Gisèle Bart – À plusieurs reprises à Diffusions Amal’Gamme, différentes formations dirigées par Raoul Cyr ont ouvert la nouvelle année. Cette fois, c’est la saison 2017-2018 qu’il ouvrait avec brio avec son nouveau « band » où il avait réuni neuf de ses anciens élèves et amis. Étaient regroupés Louis Plouffe au sax alto, Pascal Tremblay au sax ténor, Jessyca Charbonneau au sax baryton, Maxime St-Pierre et Antoine Martin aux trompettes, David Laurin au piano. À la basse, Norman Lachapelle, à la batterie, Vincent P. Ravary. La versatile Jessica Vigneault s’était jointe à eux en tant que vibraphoniste et chanteuse. Enfin, lui-même, Raoul Cyr, à la direction et au trombone.

À l’instar des couleurs qui allaient envahir nos arbres quelques jours plus tard, ce fut une soirée empreinte de beauté, d’exubérance et de brillance. Le tout recouvert d’une fine feutrine perpétrée par le trombone, la basse et les saxos lorsque ces derniers, les flèches ensoleillées des trompettes ou le cristallin du piano et du vibraphone ne jouent pas en solo, ce qui donne le son apaisant si particulier de ces « bands » comme ces paysages recouverts d’un léger brouillard.

M. Raoul Cyr qui ne tarit jamais de projets pour « faire vivre la musique » avait concocté ce nouveau concept où plus de douze « standards » culte du jazz allaient nous être interprétés, la plupart chantés par Jessica. Des airs magnifiquement arrangés par le mythique Stan Kenton, un arrangeur du XXe siècle « trop rarement joué ». Des arrangements aux innombrables et efficaces demi-tons qui donnent aux pièces des sonorités inédites. Tous arrangements qui laissent amplement sonner chacun son tour chaque instrument, le tout suivi d’amalgames, un « blend » qui frôle la perfection.

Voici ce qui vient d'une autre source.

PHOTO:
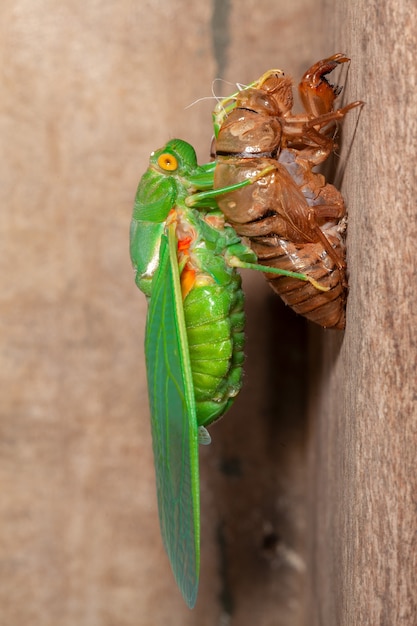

Comme à l’accoutumée, ce RC Jazz a su créer une ambiance goûtée avec délectation par une assistance électrisée. La voix de Jessica, belle, puissante et grave, saupoudrait un poivré des plus pertinents tandis que son image souriante et sa robe garnie de strass ajoutaient une sémillante touche « glamour » à l’ensemble. À Fly me to the Moon, le vibraphone de cette dernière jouera le rôle d’étoiles. À Caravan, une « tempête » nous avait prévenus Raoul Cyr, l’excellent et omniprésent claviériste prendra une plus grande importance encore, avec cette fois la tonalité de l’orgue dans un joli dialogue avec le vibraphone. Nous bénéficierons d’un solo des plus costauds de la batterie après quoi tous les instruments se mêleront les uns aux autres en une véritable « tempête » effectivement. Blottie entre ces deux derniers morceaux, une pièce langoureuse, Round Midnight, avec sourdine à la trompette et résonance extrême du vibraphone saura nous envoûter. Suivra une chanson que Jessica « affectionne tout particulièrement », You must beleive in Spring. Piano-voix pour débuter, progressive intrusion de la batterie de par le sensuel balai sur les cymbales, intrusion à son tour du vibraphone. Introduite par ce même vibraphone avec résonance prolongée, solo de la basse, Autumn Leaves sera accueillie par l’habituel murmure de satisfaction de la part de l’assistance, immanquablement provoqué par cette pièce.

Au rappel, Pascal Tremblay nous assurera que nous serons « choyés » par une toute première lecture de leur part du morceau choisi, Mercy! Mercy! Mercy! de Joe Zawinul, Raoul Cyr s’y accordera une belle place. Chaque musicien y brillera à son tour.

Parvenu à la fin du programme, je me suis rendu compte que le sourire qui s’était installé sur mes lèvres dès les premiers accords du concert ne les avait pas quittées de toute l’heure et demie. Qui plus est, j’ai pu constater que mon entourage était dans le même état de béatitude que moi. Une fois de plus, le perfectionniste Raoul Cyr et ses condisciples venaient de nous démontrer que du bon jazz, c’est de la grande musique.